Kurz und knapp anhand arbeitsloser Alkoholiker erklärt der Kabarettist Chin Meyer die Ursachen der Finanzkrise. Bekannt geworden ist der “Finanzkabarettist” durch die penible Darstellung eines Finanzbeamten, der den Weg durch den nicht immer legalen Steuerdschungel weist.
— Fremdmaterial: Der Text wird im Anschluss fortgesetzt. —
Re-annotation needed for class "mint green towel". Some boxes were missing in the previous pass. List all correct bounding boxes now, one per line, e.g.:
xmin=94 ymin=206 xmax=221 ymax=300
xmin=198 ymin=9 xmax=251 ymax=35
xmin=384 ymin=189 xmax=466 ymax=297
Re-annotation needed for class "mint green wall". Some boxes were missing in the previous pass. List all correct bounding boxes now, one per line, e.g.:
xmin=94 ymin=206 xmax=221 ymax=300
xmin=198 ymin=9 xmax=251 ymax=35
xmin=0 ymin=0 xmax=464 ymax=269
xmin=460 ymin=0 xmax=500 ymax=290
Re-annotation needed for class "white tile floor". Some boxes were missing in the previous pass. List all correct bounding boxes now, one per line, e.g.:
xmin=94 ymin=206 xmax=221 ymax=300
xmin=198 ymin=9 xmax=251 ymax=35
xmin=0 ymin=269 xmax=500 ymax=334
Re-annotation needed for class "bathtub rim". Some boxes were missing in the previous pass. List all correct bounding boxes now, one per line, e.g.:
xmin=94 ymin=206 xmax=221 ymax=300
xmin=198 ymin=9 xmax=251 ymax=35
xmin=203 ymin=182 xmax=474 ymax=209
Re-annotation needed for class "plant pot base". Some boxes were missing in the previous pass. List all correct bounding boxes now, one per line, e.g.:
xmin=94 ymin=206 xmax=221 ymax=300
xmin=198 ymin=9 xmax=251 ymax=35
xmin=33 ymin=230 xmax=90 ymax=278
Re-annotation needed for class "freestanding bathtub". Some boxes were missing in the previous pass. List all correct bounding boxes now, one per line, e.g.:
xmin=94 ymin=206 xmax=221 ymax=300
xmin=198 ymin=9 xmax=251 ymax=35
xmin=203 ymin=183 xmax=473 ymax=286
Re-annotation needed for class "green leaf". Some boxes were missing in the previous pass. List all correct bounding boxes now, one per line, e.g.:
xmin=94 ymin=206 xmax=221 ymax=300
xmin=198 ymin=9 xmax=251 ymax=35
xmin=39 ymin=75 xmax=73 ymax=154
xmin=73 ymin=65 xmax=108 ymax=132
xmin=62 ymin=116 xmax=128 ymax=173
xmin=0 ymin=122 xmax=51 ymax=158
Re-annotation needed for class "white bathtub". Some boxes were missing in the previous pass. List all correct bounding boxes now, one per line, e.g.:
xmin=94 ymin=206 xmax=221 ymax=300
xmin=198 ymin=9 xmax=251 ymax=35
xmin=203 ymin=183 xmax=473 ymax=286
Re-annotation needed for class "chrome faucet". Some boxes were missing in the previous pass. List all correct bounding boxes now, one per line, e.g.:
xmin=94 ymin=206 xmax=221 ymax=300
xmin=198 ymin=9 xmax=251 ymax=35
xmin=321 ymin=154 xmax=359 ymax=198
In seinem Buch Ohne Miese durch die Krise erfahrt man von Chin Meyer, wie man die Armut besiegt, parallel dazu reich wird, und sogar noch nebenbei nach Griechenland verreist. Achtung Humor! Bei den “Fusel-Anleihen” oder bei dem “Delirium-Garantie-Zertifikat reicht der Spannungsbogen vom unbezahlten Deckel in der Eckkneipe bis zur globalen Wirtschaftskatastrophe, wenngleich auf Kosten einer durchaus relevanten Problemgruppe in der Gesellschaft, die keineswegs nur unten anzusiedeln ist. 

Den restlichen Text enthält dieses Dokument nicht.